Problem with brute force monitor

[NTT]

So, I've run forums for over a decade, though not on Directadmin - always on a custom machine/vps. I'm using DirectAdmin as a platform now, and I'm running into a weird problem.

I have 2 forums related to a company - one (a demo) landed them as a client, and the other is their forum. Both are running the same software on the same directadmin machine. The users on both forums are the same. Litespeed is the web server. The only differences I can see are that:

1. The name of the company is in the forum name of the official forum, and that means memorized passwords are sometimes offered to users for the domain. Note that these will not match
2. The company put Cloudflare in front of the forum, while I didn't bother. They say nothing is being done other than the standard port forwarding that cloudflare performs.

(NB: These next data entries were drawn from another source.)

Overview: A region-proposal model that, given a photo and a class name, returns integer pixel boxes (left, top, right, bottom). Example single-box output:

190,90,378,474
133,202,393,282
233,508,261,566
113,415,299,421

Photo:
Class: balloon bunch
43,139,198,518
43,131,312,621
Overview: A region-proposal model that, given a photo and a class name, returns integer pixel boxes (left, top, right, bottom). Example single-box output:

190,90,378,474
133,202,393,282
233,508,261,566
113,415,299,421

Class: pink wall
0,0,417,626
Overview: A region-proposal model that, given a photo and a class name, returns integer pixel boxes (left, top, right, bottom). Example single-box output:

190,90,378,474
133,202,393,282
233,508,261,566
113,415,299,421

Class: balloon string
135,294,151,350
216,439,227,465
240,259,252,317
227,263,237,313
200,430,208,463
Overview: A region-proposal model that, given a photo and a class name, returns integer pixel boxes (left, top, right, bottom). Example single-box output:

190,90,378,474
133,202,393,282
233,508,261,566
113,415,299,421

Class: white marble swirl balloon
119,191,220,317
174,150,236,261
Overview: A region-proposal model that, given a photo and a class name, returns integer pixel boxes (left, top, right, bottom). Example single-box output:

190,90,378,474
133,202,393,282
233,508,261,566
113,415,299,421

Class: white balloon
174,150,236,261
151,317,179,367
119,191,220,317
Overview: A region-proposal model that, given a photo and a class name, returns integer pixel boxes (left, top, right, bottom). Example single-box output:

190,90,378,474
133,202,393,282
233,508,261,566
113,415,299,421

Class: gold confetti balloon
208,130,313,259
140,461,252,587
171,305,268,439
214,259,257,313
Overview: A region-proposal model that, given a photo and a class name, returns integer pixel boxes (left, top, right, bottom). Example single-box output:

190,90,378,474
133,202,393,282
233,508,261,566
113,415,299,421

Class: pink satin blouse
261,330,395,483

So, that's the background. Now multiple users (all in Europe so far) are being blocked, and CSF shows this:

csf.deny: 75.155.xxx.xxx # Blocked with Directadmin Brute Force Manager - Sun Sep 11 19:59:46 2022

I can't figure out what's triggering this. I'd look directly at the log files, but when I bring up the log viewer and grep based on the IP address I get an empty result. Looking in BFM it's 50 login failures that are identified, but the users are unaware of anything they might be doing that would cause these logs.

What's the best next step to figure out what's happening to cause this?

 

[Richard G]

Looking in BFM it's 50 login failures that are identified,

50 login failures to what? To directadmin? To Exim? To....?

Note that these will not match

I'm not native English. But I do run several forums too. Which forum software is that running on and can you explain what you mean by this, that passwords will not match? Will not match what?

P.s. Cloudflare does something with DNS too if I'm not mistaken, but shouldn't give issues with BFM normally.

 

[NTT]

50 login failures to what? To directadmin? To Exim? To....?

It's unclear. Apparently I'm searching the logs incorrectly because I'm not finding the offending IP addresses.

 

[glio]

check your directadmin's all log(httpd error log, access log, mail log....), you may find why triggering this.

 

[Richard G]

Also check /var/log/directadmin logfiles. Since it's BFM it's likely that may point to something.

 

[NTT]

Sorry for the late delay here.

The log was saying it was the BFM, but actually it was the firewall, using a rule designed to detect a particular botnet, and for some reason new posts were sometimes flagged.

Ignored that rule, problem fixed.

 

[Richard G]

Thanks.
Could you share the rule it was? This way others can prevent to make the same mistake or prevent to activate the same block.